Alternating Current Our grid is generally powered by alternating current (AC), NOT direct current (DC). At the heart of AC current generation is almost always a rotating magnet exciting the electrons of a conductive material. AC current is generated with rotational energy for continuous generation. This rotational energy comes from a variety of sources: wind turbines and hydroelectric powered turbines are renewable sources for this rotational energy that might immediately come to mind when we think about rotational, mechanical power being converted into energy.

As we can see below, while the share of renewables is projected to increase substantially over time, 60% of our electricity generation actually comes from natural gas and coal fired plants at this time. it is certainly reasonable to wonder: how do we turn combustible coal and natural gas into rotational, mechanical force to move a large magnet and excite electrons to generate current?

The answer to our question is steam. When these sources combust, they heat water into steam. It is this hot steam that we can harness for rotational force; it is the steam that powers a turbine. This rotational force is harnessed to rotate a large magnet, which finally generates electric current!

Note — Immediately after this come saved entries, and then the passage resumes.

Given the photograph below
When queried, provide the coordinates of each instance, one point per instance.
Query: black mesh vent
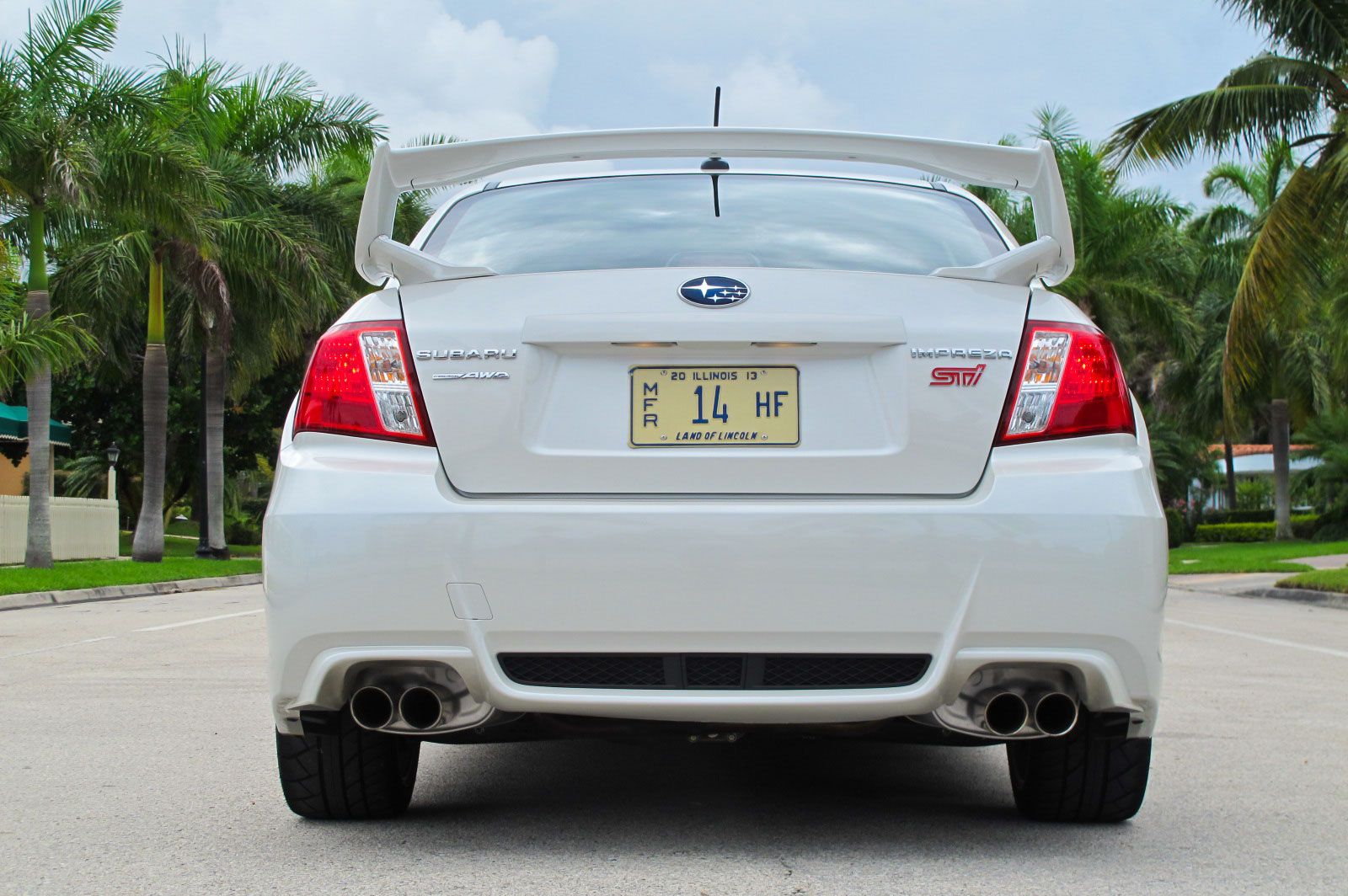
(750, 671)
(842, 671)
(586, 670)
(714, 671)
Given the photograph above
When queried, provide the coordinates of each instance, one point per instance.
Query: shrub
(1239, 516)
(1332, 532)
(1254, 493)
(1174, 527)
(242, 529)
(254, 507)
(1303, 525)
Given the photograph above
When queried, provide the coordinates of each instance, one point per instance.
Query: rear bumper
(1056, 558)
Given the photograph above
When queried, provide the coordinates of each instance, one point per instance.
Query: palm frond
(1265, 100)
(1282, 269)
(65, 44)
(1316, 29)
(26, 344)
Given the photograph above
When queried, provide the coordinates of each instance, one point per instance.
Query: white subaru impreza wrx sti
(725, 449)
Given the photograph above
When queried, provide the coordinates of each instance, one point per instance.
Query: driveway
(138, 758)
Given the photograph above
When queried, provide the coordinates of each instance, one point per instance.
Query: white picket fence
(81, 529)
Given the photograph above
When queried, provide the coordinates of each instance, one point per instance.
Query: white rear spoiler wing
(1031, 170)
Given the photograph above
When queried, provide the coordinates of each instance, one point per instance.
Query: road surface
(138, 758)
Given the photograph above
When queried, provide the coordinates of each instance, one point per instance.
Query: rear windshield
(677, 220)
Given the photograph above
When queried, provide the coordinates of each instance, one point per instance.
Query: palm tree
(26, 344)
(67, 127)
(1297, 92)
(255, 130)
(1298, 370)
(1132, 262)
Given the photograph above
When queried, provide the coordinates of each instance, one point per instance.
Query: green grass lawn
(179, 563)
(1319, 581)
(1255, 557)
(188, 547)
(17, 579)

How does a rotating magnet generate AC electricity?

When a rotating magnet excites electrons in a conductive material, those excited electrons move back and forth, creating the current that powers our grid. If we plot the speed of the electrons, we can see this takes the form of a sine wave. When the strongest part of the magnetic field excites the electrons, they are moving the fastest; in our diagram below the lamp is bright. As the electrons slow, the light dims. When the wire coil interacts with the weakest point of the magnetic field, the electrons even stop moving and the light is off.

The number of full rotations is considered a cycle, which we measure in cycles per second with the label Hertz (Hz).